Well some of the more: how are we living? So I was on the Today programme the other day talking about this Heathrow baggage system and it is totally computerised and automated and everyone is terribly excited about it and I said to the presenter: ‘you do wonder why it is automated, we have coming up to 3 million people unemployed, why have we automated it? What is so good about automating it? Why do we always want to do this, to put machines everywhere, chuck people out of work then pay them unemployment benefit, so that they can sit at home?’ We’ve got too little work on for people and yet we are obsessed by automation. Anyway, it is a big point about the role of machines and the role of humans, of course it has got completely cut for reasons that it was not quite ‘on the message’. We don’t live in a Stalinist dictatorship, it is a self censorship, people kind of know what is acceptable and what is not and you can’t really question the economic system.

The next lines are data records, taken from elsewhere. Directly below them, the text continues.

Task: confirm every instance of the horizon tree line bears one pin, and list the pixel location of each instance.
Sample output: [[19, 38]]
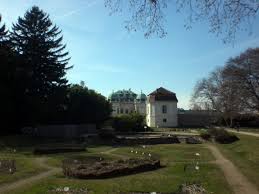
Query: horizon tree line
[[232, 89], [34, 87]]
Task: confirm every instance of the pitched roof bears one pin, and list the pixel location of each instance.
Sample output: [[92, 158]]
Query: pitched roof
[[162, 94]]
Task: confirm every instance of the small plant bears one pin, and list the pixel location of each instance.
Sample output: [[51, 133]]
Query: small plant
[[8, 166], [219, 135]]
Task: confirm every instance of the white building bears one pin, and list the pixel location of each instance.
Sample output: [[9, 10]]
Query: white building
[[160, 107], [126, 102]]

There is a moment at which it gets... you know, people will kind of say ‘oh that’s a bit too strident’ or something, they don’t see themselves as censors, but that is exactly what they are. People sometimes say things like ‘I wonder what it would be like live under communism, everyone would be whispering and so on’. And I think ‘you don’t have to imagine so hard you know, look at your own society and look at the way people naturally censor themselves!’ In work, when they are talking to the media etc, people naturally do it and they don’t even notice it and that is exactly how it would have been in communist society. People wouldn’t have gone ‘ooh I can’t say this’ they would have done it exactly how we do it. But we play up this enormous difference, ‘oh it was so un-free then!’

Ah well!

Tricky stuff!

Thanks very much!

[m1]Interesting choice of word

[m2]Maybe this is the stage we are at collectively? This topic is currently sitting with people... they are thinking about it and maybe they will soon ‘get it’.

[m3]This is a big point, we are never going to make everyone concerened, maybe the 15% need to stop trying to make others concerned and ‘like them’ they need to change the behaviour of others, in other ways?

[m4]Is this all it is, is it like he says, the environment, just a vehicle for those who rally against individualism to sit in?